Claude Code Agent Loop: Dissecting the Heart of an AI Coding Assistant

What Is the Agent Loop

You type a sentence in your terminal, and Claude Code gets to work — reading files, editing code, running tests, fixing bugs, looping over and over until the task is done.

That “looping over and over” thing is the Agent Loop.

It is the heart of Claude Code. Without it, Claude is just a chatbot; with it, Claude becomes an autonomous programming agent capable of completing complex tasks.

In one sentence, here is what the Agent Loop does:

User input → call API → model responds → if tool use is needed, execute tools → feed results back → call API again → repeat until no more tools are needed.

Sounds simple, but the devil is in the details.

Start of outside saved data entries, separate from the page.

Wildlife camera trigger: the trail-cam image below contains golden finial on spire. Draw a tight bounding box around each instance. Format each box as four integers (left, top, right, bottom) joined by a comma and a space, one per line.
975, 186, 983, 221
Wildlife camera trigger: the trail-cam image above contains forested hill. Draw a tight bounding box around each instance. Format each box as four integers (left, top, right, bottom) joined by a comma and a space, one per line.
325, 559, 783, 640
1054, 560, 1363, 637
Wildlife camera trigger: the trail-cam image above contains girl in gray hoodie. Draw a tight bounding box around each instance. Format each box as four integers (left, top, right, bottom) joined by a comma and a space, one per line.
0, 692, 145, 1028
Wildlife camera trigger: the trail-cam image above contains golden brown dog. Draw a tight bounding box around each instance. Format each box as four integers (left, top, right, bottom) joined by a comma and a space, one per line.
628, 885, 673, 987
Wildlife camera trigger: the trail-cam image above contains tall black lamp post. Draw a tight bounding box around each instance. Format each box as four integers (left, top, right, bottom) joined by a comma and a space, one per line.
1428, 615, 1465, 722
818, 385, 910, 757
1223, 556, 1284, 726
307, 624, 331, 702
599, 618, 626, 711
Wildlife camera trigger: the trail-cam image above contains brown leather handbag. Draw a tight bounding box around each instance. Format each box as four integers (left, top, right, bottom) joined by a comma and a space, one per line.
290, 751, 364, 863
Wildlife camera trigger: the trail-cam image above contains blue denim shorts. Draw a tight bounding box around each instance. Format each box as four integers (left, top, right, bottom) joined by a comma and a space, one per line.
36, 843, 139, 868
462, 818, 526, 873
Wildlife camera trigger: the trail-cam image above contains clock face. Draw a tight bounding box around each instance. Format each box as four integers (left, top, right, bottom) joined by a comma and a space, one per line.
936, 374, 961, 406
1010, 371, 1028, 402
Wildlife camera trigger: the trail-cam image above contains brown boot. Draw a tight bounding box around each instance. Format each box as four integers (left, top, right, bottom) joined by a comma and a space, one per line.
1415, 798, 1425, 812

The Core Loop: A while(true)

Claude Code’s Agent Loop is essentially an AsyncGenerator function:

export async function* query(
  params: QueryParams,
): AsyncGenerator<StreamEvent | Message, Terminal>

It uses a Generator instead of a regular function because it needs to continuously yield intermediate results (streaming messages, tool progress, status updates) while maintaining loop state.

The core structure looks like this:

while (true) {
  1. Prepare messages (compress, trim, collapse)
  2. Call Claude API (streaming)
  3. Collect model response
  4. Has tool_use? → Execute tools → Collect results → continue
  5. No tool_use? → Check if recovery needed → Otherwise exit
  6. Assemble [original messages + assistant response + tool results]
  7. Enter next iteration
}

The entire loop has 7 continue exit points — each corresponding to a different “can’t stop yet, keep going” scenario.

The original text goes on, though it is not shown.